23 Août THE GENOMIC BASIS OF COLOR PATTERN POLYMORPHISM IN THE HARLEQUIN LADYBIRD – Current Biology
Mathieu Gautier, Junichi Yamaguchi, Julien Foucaud, Anne Loiseau, Aurélien Ausset, Benoit Facon, Bernhard Gschloessl, Jacques Lagnel, Etienne Loire, Hugues Parrinello, Dany Severac, Celine Lopez-Roques, Cecile Donnadieu, Maxime Manno, Helene Berges, Karim Gharbi, Lori Lawson-Handley, Lian-Sheng Zang, Heiko Vogel, Arnaud Estoup, and Benjamin Prud’homme
Many animal species comprise discrete phenotypic forms. A common example in natural populations of insects is the occurrence of different color patterns, which has motivated a rich body of ecological and genetic research.
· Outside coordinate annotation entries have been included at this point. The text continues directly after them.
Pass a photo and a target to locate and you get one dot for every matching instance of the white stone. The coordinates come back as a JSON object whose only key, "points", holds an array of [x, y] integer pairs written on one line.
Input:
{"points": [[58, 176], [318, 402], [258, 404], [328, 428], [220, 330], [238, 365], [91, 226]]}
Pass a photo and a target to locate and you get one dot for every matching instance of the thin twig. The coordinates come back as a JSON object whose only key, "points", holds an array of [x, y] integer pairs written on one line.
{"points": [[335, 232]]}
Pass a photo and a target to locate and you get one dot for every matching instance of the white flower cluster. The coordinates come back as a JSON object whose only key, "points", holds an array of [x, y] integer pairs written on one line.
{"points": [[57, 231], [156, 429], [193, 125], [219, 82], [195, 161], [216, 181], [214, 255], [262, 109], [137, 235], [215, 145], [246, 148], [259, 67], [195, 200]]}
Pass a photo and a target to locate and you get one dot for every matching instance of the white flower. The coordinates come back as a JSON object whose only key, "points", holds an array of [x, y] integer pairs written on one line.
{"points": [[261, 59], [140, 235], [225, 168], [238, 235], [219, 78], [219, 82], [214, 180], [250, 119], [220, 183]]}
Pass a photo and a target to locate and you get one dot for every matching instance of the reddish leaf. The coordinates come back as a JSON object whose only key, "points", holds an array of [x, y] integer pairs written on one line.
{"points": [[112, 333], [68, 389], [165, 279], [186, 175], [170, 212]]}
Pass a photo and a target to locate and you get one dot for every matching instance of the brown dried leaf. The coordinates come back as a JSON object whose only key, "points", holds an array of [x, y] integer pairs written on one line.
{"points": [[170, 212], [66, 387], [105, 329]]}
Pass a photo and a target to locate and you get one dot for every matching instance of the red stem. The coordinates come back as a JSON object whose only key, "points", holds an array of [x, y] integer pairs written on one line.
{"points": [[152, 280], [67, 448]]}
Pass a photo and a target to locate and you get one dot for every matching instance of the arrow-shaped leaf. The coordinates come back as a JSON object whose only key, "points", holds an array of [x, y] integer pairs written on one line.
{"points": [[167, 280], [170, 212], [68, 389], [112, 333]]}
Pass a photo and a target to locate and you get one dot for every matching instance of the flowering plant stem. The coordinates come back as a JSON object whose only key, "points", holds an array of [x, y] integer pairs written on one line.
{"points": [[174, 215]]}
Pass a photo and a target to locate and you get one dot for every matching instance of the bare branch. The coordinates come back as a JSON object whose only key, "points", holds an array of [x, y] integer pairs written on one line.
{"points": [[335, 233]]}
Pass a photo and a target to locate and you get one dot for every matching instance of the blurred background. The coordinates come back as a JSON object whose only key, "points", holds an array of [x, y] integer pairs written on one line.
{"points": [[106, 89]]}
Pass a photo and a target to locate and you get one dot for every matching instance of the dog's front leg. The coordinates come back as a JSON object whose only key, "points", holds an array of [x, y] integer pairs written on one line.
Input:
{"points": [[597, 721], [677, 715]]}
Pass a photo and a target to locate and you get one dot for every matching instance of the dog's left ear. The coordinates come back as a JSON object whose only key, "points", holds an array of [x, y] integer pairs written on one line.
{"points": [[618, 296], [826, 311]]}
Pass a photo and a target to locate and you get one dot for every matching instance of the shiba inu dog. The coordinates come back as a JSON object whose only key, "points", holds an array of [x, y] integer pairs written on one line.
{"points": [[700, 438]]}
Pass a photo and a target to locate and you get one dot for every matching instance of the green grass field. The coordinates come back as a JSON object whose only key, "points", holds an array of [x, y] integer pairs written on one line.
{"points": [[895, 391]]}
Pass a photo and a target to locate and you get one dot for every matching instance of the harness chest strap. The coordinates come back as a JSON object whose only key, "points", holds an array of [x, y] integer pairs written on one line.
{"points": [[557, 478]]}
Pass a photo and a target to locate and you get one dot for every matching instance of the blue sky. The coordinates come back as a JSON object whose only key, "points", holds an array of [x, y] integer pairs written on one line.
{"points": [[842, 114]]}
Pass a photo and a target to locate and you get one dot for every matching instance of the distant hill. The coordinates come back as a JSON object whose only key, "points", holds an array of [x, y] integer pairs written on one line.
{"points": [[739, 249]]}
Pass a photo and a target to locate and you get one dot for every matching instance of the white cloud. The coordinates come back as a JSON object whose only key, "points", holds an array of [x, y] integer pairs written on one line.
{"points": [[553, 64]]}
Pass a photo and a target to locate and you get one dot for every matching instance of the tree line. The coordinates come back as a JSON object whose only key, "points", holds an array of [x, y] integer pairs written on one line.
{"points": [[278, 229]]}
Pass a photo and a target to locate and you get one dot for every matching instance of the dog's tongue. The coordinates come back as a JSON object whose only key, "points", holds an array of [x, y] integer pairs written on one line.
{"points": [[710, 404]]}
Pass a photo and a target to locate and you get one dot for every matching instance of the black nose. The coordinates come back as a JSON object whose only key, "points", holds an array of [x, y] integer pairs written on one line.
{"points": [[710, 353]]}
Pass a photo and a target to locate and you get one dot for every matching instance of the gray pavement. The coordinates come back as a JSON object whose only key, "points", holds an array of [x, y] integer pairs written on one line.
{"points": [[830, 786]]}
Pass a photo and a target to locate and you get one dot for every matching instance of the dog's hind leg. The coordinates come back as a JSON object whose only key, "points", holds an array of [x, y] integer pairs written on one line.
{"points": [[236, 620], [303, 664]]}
The occurrence of dark, i.e., melanic, forms displaying discrete color patterns is found across multiple taxa, but the underlying genomic basis remains poorly characterized. In numerous ladybird species (Coccinellidae), the spatial arrangement of black and red patches on adult elytra varies wildly within species, forming strikingly different complex color patterns. In the harlequin ladybird, Harmonia axyridis, more than 200 distinct color forms have been described, which classic genetic studies suggest result from allelic variation at a single, unknown, locus. Here, we combined whole-genome sequencing, population-based genome-wide association studies, gene expression, and functional analyses to establish that the transcription factor Pannier controls melanic pattern polymorphism in H. axyridis. We show that pannier is necessary for the formation of melanic elements on the elytra. Allelic variation in pannier leads to protein expression in distinct domains on the elytra and thus determines the distinct color patterns in H. axyridis. Recombination between pannier alleles may be reduced by a highly divergent sequence of ∼170 kb in the cis-regulatory regions of pannier, with a 50 kb inversion between color forms. This most likely helps maintain the distinct alleles found in natural populations. Thus, we propose that highly variable discrete color forms can arise in natural populations through cis-regulatory allelic variation of a single gene.